Steve saddled Old Snort and rode him down to the Mule Barn late in the afternoon, after chores were done. He had a sack with several days’ worth of groceries in it, and wore a smile that transcended the workaday world.
He ordered a meal that wasn’t at all what his doctor ordered, and just sat there smiling at the rest of us.
“Three days,” Steve said. We nodded and smiled, as if we knew why.
“Going to the cabin for three days,” Steve said. We silently said aah.
Steve’s cabin has been a wonderment to him and to us all. Deep inside each of us is a little voice that says if Steve can build a little cabin in the mountains, complete with a stall outside for Old Snort and a turret for looking down on earthlings, we can, too. We probably won’t, because that’s hard work and most of us have family to consider, but we sure are glad Steve built that little place.
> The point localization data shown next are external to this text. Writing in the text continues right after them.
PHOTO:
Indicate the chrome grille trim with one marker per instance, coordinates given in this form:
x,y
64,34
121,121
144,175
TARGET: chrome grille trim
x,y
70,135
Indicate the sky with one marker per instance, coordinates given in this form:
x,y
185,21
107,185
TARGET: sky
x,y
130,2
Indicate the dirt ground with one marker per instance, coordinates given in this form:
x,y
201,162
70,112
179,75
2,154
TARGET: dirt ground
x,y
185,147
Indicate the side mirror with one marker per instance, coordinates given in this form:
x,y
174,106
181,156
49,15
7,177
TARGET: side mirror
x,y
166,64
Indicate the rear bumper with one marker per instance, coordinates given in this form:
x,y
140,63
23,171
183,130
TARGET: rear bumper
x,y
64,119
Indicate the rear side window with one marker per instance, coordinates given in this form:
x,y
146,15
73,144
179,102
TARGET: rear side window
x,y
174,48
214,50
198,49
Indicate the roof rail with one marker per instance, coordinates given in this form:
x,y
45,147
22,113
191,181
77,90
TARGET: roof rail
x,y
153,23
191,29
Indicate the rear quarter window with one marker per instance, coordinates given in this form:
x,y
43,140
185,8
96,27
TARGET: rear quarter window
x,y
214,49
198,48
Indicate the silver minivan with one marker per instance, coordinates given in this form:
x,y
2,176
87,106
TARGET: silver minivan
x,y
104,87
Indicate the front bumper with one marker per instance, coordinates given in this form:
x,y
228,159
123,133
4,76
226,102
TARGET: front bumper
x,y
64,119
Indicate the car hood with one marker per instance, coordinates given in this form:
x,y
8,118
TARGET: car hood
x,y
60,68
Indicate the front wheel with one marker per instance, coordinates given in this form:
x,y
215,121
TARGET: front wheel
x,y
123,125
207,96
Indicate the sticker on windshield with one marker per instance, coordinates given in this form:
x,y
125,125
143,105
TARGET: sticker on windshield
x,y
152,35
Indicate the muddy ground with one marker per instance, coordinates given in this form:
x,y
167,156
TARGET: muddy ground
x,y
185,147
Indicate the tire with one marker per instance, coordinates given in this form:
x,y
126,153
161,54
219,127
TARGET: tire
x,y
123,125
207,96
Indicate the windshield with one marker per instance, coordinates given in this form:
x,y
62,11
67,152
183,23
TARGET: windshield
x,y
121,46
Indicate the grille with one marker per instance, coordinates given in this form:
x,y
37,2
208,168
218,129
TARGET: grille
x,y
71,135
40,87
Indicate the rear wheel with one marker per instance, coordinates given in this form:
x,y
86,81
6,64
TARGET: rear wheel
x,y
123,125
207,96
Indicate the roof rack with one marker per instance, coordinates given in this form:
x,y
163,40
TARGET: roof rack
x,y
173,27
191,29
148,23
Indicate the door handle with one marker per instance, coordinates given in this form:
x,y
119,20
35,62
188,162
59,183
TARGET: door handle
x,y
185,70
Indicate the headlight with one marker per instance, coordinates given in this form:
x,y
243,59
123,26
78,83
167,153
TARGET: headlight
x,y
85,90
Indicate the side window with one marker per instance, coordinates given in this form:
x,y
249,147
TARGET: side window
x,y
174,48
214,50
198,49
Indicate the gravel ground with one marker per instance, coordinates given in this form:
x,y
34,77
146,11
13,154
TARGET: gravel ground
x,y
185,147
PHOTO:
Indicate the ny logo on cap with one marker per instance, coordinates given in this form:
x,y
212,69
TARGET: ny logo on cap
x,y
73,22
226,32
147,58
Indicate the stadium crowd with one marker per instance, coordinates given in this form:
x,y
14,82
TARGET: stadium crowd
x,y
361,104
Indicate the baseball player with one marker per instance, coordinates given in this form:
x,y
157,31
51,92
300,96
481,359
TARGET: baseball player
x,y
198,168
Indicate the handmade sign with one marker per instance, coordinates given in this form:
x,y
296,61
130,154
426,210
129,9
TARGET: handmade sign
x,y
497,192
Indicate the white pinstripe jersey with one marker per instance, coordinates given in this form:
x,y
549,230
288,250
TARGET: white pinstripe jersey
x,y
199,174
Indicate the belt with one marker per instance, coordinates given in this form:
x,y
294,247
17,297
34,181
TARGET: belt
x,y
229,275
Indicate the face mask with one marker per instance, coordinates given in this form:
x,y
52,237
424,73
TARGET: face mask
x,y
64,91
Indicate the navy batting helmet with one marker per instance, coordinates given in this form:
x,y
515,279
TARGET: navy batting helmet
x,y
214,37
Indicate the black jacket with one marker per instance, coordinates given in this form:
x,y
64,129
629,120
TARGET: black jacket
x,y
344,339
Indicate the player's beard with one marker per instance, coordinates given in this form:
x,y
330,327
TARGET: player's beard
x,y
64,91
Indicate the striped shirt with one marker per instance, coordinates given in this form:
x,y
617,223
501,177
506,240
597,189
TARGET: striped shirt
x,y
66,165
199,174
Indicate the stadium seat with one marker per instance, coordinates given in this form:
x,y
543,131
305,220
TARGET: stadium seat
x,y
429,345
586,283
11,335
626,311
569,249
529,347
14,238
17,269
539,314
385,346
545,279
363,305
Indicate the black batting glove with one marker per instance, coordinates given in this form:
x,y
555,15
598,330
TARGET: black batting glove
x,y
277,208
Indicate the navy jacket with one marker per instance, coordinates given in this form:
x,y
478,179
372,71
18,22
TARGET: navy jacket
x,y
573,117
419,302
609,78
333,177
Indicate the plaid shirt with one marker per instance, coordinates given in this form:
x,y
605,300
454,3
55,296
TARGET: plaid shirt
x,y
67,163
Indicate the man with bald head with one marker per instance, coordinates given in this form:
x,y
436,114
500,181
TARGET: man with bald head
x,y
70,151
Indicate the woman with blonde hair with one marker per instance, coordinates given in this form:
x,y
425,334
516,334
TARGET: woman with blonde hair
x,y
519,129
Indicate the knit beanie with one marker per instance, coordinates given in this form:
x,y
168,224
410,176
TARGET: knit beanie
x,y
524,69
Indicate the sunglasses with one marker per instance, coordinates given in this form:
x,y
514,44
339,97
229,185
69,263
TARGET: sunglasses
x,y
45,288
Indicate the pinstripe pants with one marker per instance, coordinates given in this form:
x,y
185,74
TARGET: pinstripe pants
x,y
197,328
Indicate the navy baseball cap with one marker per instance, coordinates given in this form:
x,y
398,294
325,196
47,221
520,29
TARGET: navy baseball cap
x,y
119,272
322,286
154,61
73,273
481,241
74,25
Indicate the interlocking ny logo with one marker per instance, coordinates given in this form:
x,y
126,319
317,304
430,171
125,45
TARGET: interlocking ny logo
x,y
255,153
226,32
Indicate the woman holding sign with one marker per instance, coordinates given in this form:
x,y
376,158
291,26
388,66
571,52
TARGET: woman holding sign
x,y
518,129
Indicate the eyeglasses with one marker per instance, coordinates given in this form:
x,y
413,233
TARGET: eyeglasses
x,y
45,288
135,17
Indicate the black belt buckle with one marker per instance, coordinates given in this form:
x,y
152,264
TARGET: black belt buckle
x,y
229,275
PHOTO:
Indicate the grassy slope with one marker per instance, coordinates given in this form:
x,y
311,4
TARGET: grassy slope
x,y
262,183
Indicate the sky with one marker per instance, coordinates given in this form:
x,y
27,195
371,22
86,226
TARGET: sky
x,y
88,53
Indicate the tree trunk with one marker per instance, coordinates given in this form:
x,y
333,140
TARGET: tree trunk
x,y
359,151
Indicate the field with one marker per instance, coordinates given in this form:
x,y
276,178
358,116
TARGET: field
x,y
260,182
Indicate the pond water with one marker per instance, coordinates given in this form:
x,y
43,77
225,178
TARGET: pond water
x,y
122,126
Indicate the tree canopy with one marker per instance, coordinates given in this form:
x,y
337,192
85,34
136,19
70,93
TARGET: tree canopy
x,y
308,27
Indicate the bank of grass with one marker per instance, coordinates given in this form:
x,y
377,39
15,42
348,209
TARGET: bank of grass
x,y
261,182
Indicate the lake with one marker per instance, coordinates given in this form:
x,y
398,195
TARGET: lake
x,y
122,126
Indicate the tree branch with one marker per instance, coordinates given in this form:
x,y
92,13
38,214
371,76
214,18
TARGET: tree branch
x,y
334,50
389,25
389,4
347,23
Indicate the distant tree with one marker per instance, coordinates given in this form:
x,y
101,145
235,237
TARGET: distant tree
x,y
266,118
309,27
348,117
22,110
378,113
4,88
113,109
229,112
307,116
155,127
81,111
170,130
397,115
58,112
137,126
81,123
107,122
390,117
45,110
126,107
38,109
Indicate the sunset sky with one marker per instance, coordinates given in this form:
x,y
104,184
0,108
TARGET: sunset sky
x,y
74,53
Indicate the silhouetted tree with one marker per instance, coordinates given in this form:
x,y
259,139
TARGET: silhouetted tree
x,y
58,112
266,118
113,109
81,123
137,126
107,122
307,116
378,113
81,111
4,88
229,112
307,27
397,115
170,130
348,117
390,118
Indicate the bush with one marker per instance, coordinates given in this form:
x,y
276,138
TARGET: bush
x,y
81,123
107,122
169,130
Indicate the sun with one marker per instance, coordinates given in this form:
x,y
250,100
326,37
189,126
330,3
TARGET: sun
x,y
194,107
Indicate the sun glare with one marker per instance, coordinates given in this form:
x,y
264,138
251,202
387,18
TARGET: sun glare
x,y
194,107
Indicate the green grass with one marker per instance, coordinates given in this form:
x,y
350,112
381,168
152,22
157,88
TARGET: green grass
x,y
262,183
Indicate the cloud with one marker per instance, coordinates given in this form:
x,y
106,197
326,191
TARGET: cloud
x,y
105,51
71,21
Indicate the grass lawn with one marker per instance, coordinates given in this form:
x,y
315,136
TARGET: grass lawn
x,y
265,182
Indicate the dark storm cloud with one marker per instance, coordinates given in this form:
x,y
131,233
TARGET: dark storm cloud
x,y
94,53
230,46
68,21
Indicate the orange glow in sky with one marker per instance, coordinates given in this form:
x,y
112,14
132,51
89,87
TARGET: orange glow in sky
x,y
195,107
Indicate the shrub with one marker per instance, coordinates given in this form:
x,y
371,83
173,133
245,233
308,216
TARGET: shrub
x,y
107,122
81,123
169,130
“I’ll bet Snort likes it there, too,” said Doc.
“He seems to. I think he likes the pine trees and you know it’s cooler there than it is down here. Hard to tell with a horse, though. Could be he’s just tolerating it.”
“You wish you knew, I’ll bet,” said Dewey.
“Not really,” Steve said, diving into a platter full of deep-fried calories smothered in cholesterol sauce. “If I knew how Ol’ Snort felt about riding up there, and it turned out he didn’t care for it, I’d feel just awful. Every step along the way I’d know he was going against his will. Every time I turned his head up the trail, I’d worry that he wasn’t having fun.
“Why, he might be thinking I’m a cruel guy to make him go up these mountains on what is supposed to be his day off. He’d figure he hadn’t signed up for this kind of duty and might want to talk the other horses into organizing, once we got back.”
“So you’d leave him home and drive up there, I guess.”
Steve twinkled behind the owl mustache. “Of course not. An old pardner of mine like that can’t be left home. Besides, I’m the one giving the orders.”